The number of days to price 110 may be automatically inserted as
the Days of Treatment value 360, representing a drug administered
over the entire duration of the patient's stay. However, the user
may change Days of Treatment value 360 for any single drug in the
list to reflect the actual duration of the treatment. As described
in greater detail below, the cost estimation tool 10, still spreads
the costs for the medication throughout the patient's length of
stay (LOS) to provide a more accurate daily cost impact, regardless
of the Days of Treatment value 360.
[0044] In one implementation, the dose value 340 and/or the days of
treatment value 360 may be automatically adjusted to consume the
entire commercial form 330. This allows the cost estimation tool 10
to reflect the true costs for the drug. For example, the DOSE value
340 may change to 10 ml when selecting a 10 ml bottle of a drug
that must be dispensed in its entirety. The user may be alerted of
these types of changes to insure that the dosage changes are merely
accounting values and not used when administering the
medication.
[0045] Thus, as each drug is selected and the patient specific
details are added through the find drug screen drug 300, the
patient specific drug use may be priced and added to the drug list
210.
[0046] As depicted in FIG. 4, an automated alert 400 may appear
based on the users drug selections and other data provided during
the drug selection process. The alert 400 is intended to alert the
user to a variety of issues such as: [0047] a. Cost-effective
alternative drugs or other cost savings measures [0048] b.
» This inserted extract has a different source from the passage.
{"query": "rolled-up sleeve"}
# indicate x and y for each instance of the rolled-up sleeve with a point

Regulatory alerts [0049] c. Clinical alerts [0050] d. Reimbursement
issues (e.g. Medicaid PDL or Formulary) After reviewing the special
information, the user may elect to keep the current drug selections
selection despite the warning, or the user may return to the drug
selection menu 310 and choose a different drug, thereby discarding
a currently selected drug choice. The alert message 400 may be
color coded as well to indicate to the user the importance of the
alert message 400. The information presented in these alert
messages 400 is generally based upon prevailing standards, common
formulary initiatives, LTC regulations and other resources, and are
meant only to provide general pricing advice. A doctor should make
the final clinical evaluation and decision before changing any
medication orders.
[0051] For example, the alert message 400 may suggest an
alternative, lower cost drug. The suggestions may be universal in
nature or may be customized from a particular facility's drug
formulary. Some of these savings involve consideration of
alternative drugs. In other instances, the alternative may be as
simple as changing to a different form of the same drug (e.g.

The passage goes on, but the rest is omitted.